Yes; Lupus can cause that pain..................big time!

I don't do anything for it "except" my rheumatologist keeps my TSH suppressed (0.03 and less) which in turn keeps all antibodies very very quiet. Sometimes the Anti-dsDNA is not detectable at all whereas initially they were through the roof; way past the limit!

And I have made life-style improvements.


----------



## bluesmom (Aug 11, 2012)

Thanks so much everyone. I just got back from my DO who I really like but he's just a bit inexperienced. He ordered blood tests (ESR, ANA, Ferritin, Iron, CCPAB, Rheumatoid Factor). I suggested the ones you mentioned, Andros, but he didn't know what they were so didn't want to order them. He said he'll leave that up to the Rheumatologist I'll see in two weeks. He also ordered an MRI.
So we'll see. Should I expect any of the blood tests to come back showing anything interesting? Which ones might point toward Lupus?
Thanks again and I'll post results as soon as I have them though I'm not holding out hope that anything will show up.
Carolyn


----------



## javynliz (Aug 27, 2012)

I got tested for Lupus. I also had some other tests run. The nurse said that so far everything looks normal. I am happy about that but frustrated that I don't have a name for what is ailing me. My sister said she just was told she had the Epstein Barr virus and MS. I go to the Doctor on Monday. I don't really know what to expect. Has anyone had candidas or know anything about it?


----------



## bluesmom (Aug 11, 2012)

I got the results back from the labs my DO ordered. Everything's "normal" which I'm learning to not quite trust these days. Here are the results:

ESR-sedimentation rate: 10 (0-20)
ANA (IfA screen): negative (talked to 3 people and lab, no details available)
Rheumatiod Factor: 0.9 or 9 (<12.0)
CRP: <.5 (0.0-1.0)
Ferritin: 26 (15-200)
Iron: 121 (37-170)
CCP AB: <16 (<20)

I apologize if this all seems off topic for thyroid stuff but I know so many of you deal with all this other autoimmune and inflammation stuff too. The two numbers that seemed a bit concerning to me were the ferritin and the cyclic citrullinated Peptide Antibody. I'm wondering if the CCP antibody is similar to other antibodies, like TSI, in that you're really not supposed to have any at all so the presence of just under the low cut-off could be an indication of something? Or maybe CCPAB tends to be present in folks with high TgAb and TPO antibodies like me? Should I be concerned about the ferritin? I've been borderline anemic off and on for 30 years (and unable to tolerate iron pills) so am not too concerned.
Thanks so much for any help in reading between the lines of these results and I apologize again if this isn't the right place to post these types of labs.
Carolyn


----------



## javynliz (Aug 27, 2012)

I'm glad everything is "normal". How frustrating that you still don't have an answer. I'm in the same boat. I don't trust the "normal" much anymore either. I go to the Doc today and will post as soon as I get some info.


----------



## Andros (Aug 26, 2009)

bluesmom said:


> I got the results back from the labs my DO ordered. Everything's "normal" which I'm learning to not quite trust these days. Here are the results:
> 
> ESR-sedimentation rate: 10 (0-20)
> ANA (IfA screen): negative (talked to 3 people and lab, no details available)
> ...


Because of the (very low titer) CCP Ab, there is a concern that you may have early onset of RA especially when combined w/ the RF. This test is not specific to Lupus as per our PM discussion.
http://labtestsonline.org/understanding/analytes/ccp/tab/test

It would be a good idea to work on getting your Ferritin between 50 to 100; the closer to 100, the better. Liquid Floridix would be a good choice for fast absorption.


----------



## bigfoot (May 13, 2011)

javynliz said:


> Has anyone had candidas or know anything about it?

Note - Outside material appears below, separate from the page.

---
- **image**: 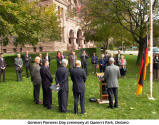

This is another one of those "fringe" areas that mainstream medicine does not really stand behind. IMHO, I think it's something to consider. I have read however that the level of whatever particular test comes back is not really related to how good or bad the Candida problem is. Other information says to just spit in a glass of water and watch what happens (not really accurate).

Other areas that aren't really addressed by regular doctors are adrenal fatigue and gluten sensitivity. You could have functioning adrenals that are sub-par and having difficulty doing their job. And you could be negative for Celiac disease but have a flaming case of gluten sensitivity.

I may have missed it, but you might want to check into being tested for Mono, Lyme disease, and H. Pylori. These are additional things that could have slipped under the radar.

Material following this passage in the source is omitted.